Regular readers of this column - the Compiler Course Examination Archives (CCEA) - will know that this time of the year usually sees a crisis develop in the Computer Science Department, and this year is no exception. As part of the Rhodes Centenary Celebrations, each department has been mounting exhibitions that incorporate their most important relics of the past. A potential rich research funder is to visit our exhibition on the day after tomorrow, and a lot is at stake. His silver hair suggests that he only ever programmed in FORTRAN, and so it is slightly unfortunate that we have not found a FORTRAN compiler, let alone one that targets the ground-breaking PVM (Parva Virtual Machine) on which the Department's research reputation is increasingly based.

"No problem", exclaimed the illustrious Head of Department. "Write one!

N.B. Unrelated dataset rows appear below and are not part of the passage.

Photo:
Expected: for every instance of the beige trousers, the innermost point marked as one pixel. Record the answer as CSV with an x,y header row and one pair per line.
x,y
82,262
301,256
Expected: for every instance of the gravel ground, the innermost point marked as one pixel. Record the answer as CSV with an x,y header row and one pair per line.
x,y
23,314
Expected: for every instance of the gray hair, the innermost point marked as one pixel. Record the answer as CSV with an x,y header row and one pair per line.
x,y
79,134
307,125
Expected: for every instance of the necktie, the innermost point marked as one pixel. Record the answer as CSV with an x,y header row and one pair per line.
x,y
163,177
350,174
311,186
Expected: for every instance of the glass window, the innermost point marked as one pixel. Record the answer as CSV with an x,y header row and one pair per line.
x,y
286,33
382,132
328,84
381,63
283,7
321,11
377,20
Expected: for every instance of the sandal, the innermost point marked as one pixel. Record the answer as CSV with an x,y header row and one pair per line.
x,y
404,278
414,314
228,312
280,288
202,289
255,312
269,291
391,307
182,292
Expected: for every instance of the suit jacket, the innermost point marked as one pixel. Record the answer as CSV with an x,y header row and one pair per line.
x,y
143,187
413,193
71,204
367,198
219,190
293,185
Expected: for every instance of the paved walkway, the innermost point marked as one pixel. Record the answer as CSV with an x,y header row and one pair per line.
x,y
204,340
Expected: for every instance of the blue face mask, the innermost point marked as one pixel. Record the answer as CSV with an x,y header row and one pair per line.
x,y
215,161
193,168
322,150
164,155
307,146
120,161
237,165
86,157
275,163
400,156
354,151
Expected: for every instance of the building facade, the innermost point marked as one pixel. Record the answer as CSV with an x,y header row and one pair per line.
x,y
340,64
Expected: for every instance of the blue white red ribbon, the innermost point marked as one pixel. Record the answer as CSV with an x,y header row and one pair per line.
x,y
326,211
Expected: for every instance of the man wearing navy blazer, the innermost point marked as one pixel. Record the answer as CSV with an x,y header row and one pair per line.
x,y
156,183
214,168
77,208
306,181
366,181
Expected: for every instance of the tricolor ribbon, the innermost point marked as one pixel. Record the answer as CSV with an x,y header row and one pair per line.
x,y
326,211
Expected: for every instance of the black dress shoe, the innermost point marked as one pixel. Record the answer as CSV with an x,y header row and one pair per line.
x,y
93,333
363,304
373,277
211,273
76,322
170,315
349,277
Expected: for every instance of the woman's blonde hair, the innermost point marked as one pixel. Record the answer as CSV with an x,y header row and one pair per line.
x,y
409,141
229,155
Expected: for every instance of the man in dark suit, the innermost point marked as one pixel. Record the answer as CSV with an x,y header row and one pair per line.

I know that the first FORTRAN compiler is reputed to have taken 18 person-years of effort, but we don't need a full FORTRAN compiler - we need only demonstrate a carefully chosen subset compiler and that should easily convince the potential funder that we have the Real Thing".

Very simple FORTRAN programs are not that hard to code or understand. They have a single program unit that starts with a PROGRAM line and ends with an END line. In between these come, firstly, a list of variable declarations, and then, secondly a sequence of executable statements. In the original FORTRAN, only upper-case characters were allowed, but today it is generally taken as a case-insensitive language. Only one statement may appear on a line, so a simple example that would impress our visitor immensely might be provided by:

       PROGRAM Greeting
   C:  Comments start with C: and go on to the end of the line
       INTEGER Year, Born
       Year = 2004
       PRINT *, 'When were you born?'
       READ  *, Born
       PRINT *, 'That means you''re ', Year - Born, ' years old!', EOLN
       STOP
       END

The asterisks in the READ and PRINT statements denote input from the "standard input" (keyboard) and output to the "standard output" (screen) devices respectively. The asterisk in READ statements is followed by a list of designators in a familiar way, and in PRINT statements by an obvious list of expressions and strings. Unlike Java, FORTRAN literal strings are bracketed with single apostrophes. If a string is to contain an apostrophe, this is denoted by two apostrophes in succession, as in the example just given, which would display something like:

That means you're 59 years old!

if the program were executed. Other escape sequences like the familiar \n and \t found in Java strings are not allowed. Although it is not really part of standard FORTRAN, we suggest using the token EOLN to represent "output an end of line sequence".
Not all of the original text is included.